Kritik atau Pembekuan? Kebebasan Mahasiswa dalam Sorotan
Kampartrapost- Badan Eksekutif Mahasiswa Fakultas Ilmu Sosial dan Ilmu Politik Universitas Airlangga (BEM FISIP Unair) baru-baru ini mengalami pembekuan setelah menerbitkan sindiran.
Sindiran itu terkait pelantikan Presiden Prabowo Subianto dan Wakil Presiden Gibran Rakabuming Raka.
Kejadian ini memicu perhatian publik dan pernyataan dari Ketua Komisi X DPR RI.
Hetifah Sjaifudian, yang menegaskan pentingnya menjaga kebebasan berorganisasi bagi mahasiswa.
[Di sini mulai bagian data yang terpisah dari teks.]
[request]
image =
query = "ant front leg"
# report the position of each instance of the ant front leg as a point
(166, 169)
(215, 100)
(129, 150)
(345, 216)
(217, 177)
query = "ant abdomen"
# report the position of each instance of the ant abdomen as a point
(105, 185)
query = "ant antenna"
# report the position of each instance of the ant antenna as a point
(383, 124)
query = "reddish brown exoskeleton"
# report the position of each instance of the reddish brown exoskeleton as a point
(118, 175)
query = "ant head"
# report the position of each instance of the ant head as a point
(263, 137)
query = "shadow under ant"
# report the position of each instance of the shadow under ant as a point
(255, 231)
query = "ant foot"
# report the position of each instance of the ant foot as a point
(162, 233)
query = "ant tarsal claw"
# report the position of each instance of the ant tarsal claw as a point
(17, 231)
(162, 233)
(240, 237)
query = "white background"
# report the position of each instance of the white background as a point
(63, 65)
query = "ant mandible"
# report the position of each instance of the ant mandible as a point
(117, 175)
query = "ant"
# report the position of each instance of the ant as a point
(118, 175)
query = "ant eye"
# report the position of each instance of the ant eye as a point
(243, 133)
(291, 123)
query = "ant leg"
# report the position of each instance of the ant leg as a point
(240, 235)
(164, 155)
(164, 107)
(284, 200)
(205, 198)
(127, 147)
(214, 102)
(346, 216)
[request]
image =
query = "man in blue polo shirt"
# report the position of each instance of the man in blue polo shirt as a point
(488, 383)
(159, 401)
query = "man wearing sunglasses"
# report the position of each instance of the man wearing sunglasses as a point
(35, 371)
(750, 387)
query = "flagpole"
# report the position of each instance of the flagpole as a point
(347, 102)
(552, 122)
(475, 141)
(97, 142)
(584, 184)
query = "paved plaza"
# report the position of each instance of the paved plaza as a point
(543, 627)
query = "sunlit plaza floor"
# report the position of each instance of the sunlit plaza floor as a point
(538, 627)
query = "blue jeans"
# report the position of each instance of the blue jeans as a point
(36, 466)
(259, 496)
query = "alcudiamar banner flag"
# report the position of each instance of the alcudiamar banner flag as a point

“Kebebasan berpendapat dan berorganisasi harus dijaga. Organisasi mahasiswa tidak seharusnya dibekukan hanya karena kritik atau pendapat yang berbeda,” ujar Hetifa.
Dia menekankan bahwa jika ada masukan atau teguran, sebaiknya harus secara konstruktif, bukan dengan langkah yang ekstrem seperti pembekuan organisasi.
Sebelumnya, Dekanat FISIP Unair mencabut SK pembekuan fungsionaris BEM setelah mengadakan audiensi dengan pimpinan BEM.
Dalam pertemuan tersebut, Dekan FISIP Unair, Prof. Bagong Suyanto, menegaskan bahwa penting untuk menyampaikan aspirasi mahasiswa.
Penyampaian ini harus dengan bahasa yang sesuai dan menjaga marwah akademik.
“Setelah berbicara dari hati ke hati, kami sepakat untuk tidak menggunakan diksi yang kasar. Kita perlu menghargai kultur akademis yang ada,” ungkap Prof. Bagong.
Keputusan ini menunjukkan harapan agar mahasiswa bisa lebih kritis dan tetap berperan aktif dalam organisasi mereka.
Kejadian ini menjadi sorotan karena menunjukkan dilema antara kebebasan akademik dan tanggung jawab dalam menyampaikan kritik.
Masyarakat dan mahasiswa kini menunggu perkembangan selanjutnya.
Mengenai bagaimana kampus akan mengelola kebebasan berekspresi di lingkungan akademis.